Rarely does a theater company hope that its audience will die during a performance, but that’s exactly what dog & pony dc aspires to as it prepares its latest production, A Killing Game, which opens at the Capital Hill Arts Workshop on November 28th.
Don’t fret, the notion that the audience will die is hardly a spoiler in a play about a fatal health crisis, produced by a company that prides itself on audience integration.
It’s how everyone dies, when, why, and their reaction to death around them that shall remain unveiled – in many instances, even to the cast.
We dropped in on the workshops at Arena Stage, part of the Kogod Cradle Series to see the show in its final stage of development. The play opens on a picture-perfect town underscored by a not-to-be-missed musical mash-up. Suddenly, the idyllic burg is hit with an unknown illness that kills indiscriminately, and quickly. What follows is an attempt by the citizenry (the cast and audience) to make sense of the inexplicable. Will they rely on news reports? Twitter? Government officials? The community? Or is it all just one big game of chance?

It’s quite a challenge that dog & pony dc has taken on: Finding ways to engage the audience comedically while borrowing from Romanian playwright Eugene Ionesco’s satire, Killing Game, which explores humanity’s response to a plague with fear, panic, helplessness and total absurdity.
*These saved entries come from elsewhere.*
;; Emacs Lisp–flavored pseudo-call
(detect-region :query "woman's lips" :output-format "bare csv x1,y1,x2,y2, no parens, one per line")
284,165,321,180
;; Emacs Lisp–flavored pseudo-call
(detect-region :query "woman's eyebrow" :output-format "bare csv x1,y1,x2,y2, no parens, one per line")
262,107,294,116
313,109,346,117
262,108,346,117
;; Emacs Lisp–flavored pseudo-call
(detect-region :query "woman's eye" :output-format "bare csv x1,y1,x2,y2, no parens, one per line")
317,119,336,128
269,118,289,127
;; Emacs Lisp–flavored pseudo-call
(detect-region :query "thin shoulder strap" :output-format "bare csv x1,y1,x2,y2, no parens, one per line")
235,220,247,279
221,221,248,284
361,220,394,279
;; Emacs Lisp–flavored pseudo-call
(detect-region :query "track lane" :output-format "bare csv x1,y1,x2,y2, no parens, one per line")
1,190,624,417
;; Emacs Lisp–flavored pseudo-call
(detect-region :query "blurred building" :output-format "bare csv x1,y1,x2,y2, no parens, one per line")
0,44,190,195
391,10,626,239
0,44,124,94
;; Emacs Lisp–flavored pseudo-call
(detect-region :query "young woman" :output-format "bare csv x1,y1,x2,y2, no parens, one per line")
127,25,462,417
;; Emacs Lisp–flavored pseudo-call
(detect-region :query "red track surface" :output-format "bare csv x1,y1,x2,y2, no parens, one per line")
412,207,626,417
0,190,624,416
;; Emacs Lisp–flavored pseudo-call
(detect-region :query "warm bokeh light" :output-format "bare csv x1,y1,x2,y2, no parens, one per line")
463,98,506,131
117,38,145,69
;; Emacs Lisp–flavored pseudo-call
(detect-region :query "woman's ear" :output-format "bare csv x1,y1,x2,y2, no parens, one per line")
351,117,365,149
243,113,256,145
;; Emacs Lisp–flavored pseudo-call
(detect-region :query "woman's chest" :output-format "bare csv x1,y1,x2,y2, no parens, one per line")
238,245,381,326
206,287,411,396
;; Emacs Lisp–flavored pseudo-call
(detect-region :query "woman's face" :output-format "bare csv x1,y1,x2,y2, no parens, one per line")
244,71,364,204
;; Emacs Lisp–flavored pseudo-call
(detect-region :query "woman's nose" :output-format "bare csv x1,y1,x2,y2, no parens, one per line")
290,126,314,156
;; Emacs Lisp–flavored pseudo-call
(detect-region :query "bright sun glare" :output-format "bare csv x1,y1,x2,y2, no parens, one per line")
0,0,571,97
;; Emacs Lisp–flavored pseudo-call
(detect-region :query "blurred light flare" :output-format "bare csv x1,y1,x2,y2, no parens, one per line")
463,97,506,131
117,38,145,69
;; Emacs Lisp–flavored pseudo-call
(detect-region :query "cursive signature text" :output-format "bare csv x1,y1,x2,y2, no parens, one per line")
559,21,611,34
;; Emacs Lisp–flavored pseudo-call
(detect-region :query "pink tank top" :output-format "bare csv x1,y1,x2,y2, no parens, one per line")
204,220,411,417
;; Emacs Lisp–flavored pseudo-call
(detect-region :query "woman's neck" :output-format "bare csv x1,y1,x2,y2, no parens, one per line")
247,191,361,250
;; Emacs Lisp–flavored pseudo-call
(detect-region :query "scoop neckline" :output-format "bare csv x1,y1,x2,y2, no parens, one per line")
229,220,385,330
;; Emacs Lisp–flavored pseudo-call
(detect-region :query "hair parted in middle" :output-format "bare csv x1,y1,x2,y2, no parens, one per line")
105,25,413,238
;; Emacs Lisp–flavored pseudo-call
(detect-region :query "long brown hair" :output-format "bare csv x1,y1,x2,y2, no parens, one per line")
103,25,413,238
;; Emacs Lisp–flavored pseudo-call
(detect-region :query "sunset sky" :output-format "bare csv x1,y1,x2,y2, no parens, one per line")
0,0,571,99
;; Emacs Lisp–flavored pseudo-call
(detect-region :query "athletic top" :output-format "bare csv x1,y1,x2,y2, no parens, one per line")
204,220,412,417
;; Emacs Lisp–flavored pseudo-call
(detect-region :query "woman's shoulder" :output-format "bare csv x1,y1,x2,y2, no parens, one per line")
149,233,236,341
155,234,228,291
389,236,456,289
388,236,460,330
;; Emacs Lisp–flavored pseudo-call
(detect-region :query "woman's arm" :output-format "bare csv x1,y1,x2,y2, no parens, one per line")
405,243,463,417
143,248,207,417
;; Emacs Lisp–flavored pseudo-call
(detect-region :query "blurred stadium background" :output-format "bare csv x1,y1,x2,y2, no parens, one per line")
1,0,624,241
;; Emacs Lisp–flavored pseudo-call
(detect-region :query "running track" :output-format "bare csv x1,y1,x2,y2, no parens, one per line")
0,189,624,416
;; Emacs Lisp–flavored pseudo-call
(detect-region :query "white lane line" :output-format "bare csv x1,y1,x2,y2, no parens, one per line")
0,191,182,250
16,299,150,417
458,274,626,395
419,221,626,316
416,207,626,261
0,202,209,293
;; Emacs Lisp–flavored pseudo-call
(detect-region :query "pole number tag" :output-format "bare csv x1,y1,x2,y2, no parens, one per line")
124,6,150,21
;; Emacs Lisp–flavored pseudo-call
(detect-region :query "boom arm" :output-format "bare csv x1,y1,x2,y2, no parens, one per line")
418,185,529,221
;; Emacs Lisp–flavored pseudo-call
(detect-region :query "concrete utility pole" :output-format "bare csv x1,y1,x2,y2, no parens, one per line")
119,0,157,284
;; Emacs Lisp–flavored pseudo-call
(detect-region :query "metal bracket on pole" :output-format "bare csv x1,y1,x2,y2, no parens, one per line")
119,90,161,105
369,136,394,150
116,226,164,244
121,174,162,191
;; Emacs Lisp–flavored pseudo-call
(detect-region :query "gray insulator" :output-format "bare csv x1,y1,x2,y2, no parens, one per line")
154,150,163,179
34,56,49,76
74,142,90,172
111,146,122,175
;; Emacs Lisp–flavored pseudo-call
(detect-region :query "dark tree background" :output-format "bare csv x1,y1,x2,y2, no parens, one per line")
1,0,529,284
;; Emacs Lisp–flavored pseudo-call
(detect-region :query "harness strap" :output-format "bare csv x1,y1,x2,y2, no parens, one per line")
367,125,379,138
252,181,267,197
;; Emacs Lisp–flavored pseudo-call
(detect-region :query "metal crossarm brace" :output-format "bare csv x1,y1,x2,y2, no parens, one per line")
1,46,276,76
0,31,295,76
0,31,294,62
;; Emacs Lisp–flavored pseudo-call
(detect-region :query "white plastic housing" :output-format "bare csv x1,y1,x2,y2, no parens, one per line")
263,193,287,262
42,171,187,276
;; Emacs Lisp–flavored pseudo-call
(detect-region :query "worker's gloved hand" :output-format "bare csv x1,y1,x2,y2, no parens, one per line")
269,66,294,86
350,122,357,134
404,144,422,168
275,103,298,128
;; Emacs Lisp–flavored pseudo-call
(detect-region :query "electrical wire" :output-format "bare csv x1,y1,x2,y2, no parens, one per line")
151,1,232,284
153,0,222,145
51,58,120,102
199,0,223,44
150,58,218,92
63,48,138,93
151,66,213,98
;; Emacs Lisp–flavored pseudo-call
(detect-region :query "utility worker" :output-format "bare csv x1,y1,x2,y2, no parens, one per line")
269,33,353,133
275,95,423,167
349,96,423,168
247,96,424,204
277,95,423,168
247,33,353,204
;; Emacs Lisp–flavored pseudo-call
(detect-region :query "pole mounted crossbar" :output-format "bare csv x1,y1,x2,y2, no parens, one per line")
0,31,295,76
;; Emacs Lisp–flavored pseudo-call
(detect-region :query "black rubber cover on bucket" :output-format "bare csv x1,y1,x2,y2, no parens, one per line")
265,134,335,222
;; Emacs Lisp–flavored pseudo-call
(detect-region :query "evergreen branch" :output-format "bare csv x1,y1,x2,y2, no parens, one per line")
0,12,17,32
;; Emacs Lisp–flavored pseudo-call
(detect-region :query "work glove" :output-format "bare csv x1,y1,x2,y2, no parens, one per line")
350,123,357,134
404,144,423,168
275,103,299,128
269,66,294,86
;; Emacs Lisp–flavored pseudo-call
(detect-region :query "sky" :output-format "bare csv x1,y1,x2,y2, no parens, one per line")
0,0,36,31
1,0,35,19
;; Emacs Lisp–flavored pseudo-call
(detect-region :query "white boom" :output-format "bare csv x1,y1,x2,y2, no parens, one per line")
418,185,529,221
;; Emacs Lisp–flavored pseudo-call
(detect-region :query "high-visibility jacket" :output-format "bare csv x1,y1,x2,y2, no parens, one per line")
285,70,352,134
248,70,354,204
The card game Fluxx, where players can continuously change the rules, and Orson Welles’ 1938 “War of the Worlds” radio drama, which seemed so real some listeners believed the Earth was actually being taken over by Martians, also served as inspirations.
“I’ve been yearning for the opportunity to work on a piece of absurdist theater for a long time now, and Ionesco’s play has always been lodged in my head because of the frenzy and the comedy,” said Director Colin K. Bills, a lighting designer at the Woolly Mammoth Theatre Company.

The cast was further reminded of the prevalence of chaos and hysteria during it’s last major dissection of the play during the week that Hurricane Sandy hit the East Coast last month, Bills said.
“We had this news cycle in our head covering all the things that people do to prepare in times like this, and how people can prepare in sane ways and in totally irrational ways,” Bills said. “The way we communicate doesn’t help either. With television, and Internet rumors, and Twitter, it all just moves so fast. We get worked up about things we don’t know are actually worth getting worked up about yet.”
In planning the play, the company looked for ways to perpetuate a sense of hype in the audience. In one high-tech attempt, cast member J. Argyl Plath created a Twitter application that will synchronize pre-written tweets to the play’s soundtrack. As the play progresses, a series of tweets will go live that will allow the audience to respond.
The movement of the play to Twitter means that anyone can play along by following the hashtag #killinggame, even if they’re not in the theater. Bills also hopes to have someone respond to audience and public tweets in real time.
Nov 28 – Dec 22, 2012
Capital Hill Arts Workshop
545 7th Street, SE
Washington, DC
Tickets: $17 or take a chance and
Play-for-Your-Price at the door ($5 – $40)
Wednesdays thru Saturdays
Details
Tickets
Another way the play will whip up the frenzy will involve the citizens playing an actual game, reminiscent of a T.V. game show that forces people to consider what they will need in a time of emergency.
“We’re trying to get to a situation where people don’t actually know what to do, and they just have to make choices,” Bills said. “It may not necessarily be a rational or helpful choice. In the end we are often more comforted by the fact that we think things are going to help us.”
Much of the darker parts of Ionesco’s dark comedy – the existential angst, conspiracy theories, antiestablishmentarianism, and fear of death – is omitted from A Killing Game. The company doesn’t want to impose any particular narrative on the audience, Bills said.
“In the shows that we do, the audience comes up with their own decisions about what the play is about,” Bills said. “We don’t want to tell anybody what to think.”
dog & pony specializes in audience participation so come prepared to play their game. For shy types, rest assured that, as in life, your level of participation is entirely up to you. Smart devices (iPhone, Android, iPad, etc) are encouraged.